National City’s senior services coordinator Maria Wright said she’s seen an overall jump in demand for free services for seniors. Attendance at the Meet the Pharmacist events in her city rose from 100 to about 300 people over the past three years, she said. This year, about 160 participants attended the event, but Wright and others attribute the lower number to less publicity. If more knew about it, more would have been there, she said.

National City’s commodity food distribution program aids nearly 400 seniors a month, up from 75 last year, she said.

And while seniors like Bustria got the all clear on her medicines, Judy Gunn, of Bonita, got some tips on her daily medicine regimen.
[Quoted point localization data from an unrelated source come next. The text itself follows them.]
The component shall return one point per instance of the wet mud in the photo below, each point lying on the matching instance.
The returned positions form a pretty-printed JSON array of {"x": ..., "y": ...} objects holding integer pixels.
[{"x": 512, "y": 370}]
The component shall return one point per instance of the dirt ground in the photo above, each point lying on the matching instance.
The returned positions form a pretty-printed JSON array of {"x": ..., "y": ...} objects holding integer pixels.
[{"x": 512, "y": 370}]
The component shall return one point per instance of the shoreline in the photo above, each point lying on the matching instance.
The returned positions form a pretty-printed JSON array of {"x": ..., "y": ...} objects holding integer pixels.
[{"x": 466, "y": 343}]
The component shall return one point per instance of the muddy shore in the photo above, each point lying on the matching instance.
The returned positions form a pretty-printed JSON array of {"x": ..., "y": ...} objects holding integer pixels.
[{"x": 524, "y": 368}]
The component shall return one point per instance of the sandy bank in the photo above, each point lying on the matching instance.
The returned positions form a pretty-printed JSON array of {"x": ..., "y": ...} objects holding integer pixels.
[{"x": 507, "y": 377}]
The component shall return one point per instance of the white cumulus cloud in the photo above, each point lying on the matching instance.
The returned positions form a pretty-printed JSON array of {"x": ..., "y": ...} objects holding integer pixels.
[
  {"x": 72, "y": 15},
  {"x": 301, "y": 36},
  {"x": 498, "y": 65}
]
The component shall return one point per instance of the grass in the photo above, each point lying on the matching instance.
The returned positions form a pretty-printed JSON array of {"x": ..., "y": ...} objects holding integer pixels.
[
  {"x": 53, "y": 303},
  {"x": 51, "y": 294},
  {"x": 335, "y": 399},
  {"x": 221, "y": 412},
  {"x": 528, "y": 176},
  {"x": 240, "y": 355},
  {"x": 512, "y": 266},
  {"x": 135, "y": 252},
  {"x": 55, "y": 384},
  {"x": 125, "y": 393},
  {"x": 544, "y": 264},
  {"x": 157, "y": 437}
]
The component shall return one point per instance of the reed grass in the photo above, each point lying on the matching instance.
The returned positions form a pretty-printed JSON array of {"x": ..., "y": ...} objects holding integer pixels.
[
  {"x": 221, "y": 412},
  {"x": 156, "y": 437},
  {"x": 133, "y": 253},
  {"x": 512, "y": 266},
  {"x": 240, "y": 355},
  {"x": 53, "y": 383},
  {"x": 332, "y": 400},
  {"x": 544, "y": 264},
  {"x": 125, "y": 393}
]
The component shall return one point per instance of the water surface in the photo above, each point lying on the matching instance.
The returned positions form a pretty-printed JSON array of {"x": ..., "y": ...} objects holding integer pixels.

Gunn, who declined to give her age, said she takes 12 daily medications for three chronic conditions. A pharmacist suggested that she take one of her over-the-counter medicines—Citracal—both in the morning and at night. He also recommended that she speak with her doctor about reducing a cholesterol medication.

“I’d been having sore muscles but I thought it was a side thing from the condition,” she said. The advice “will be helpful.”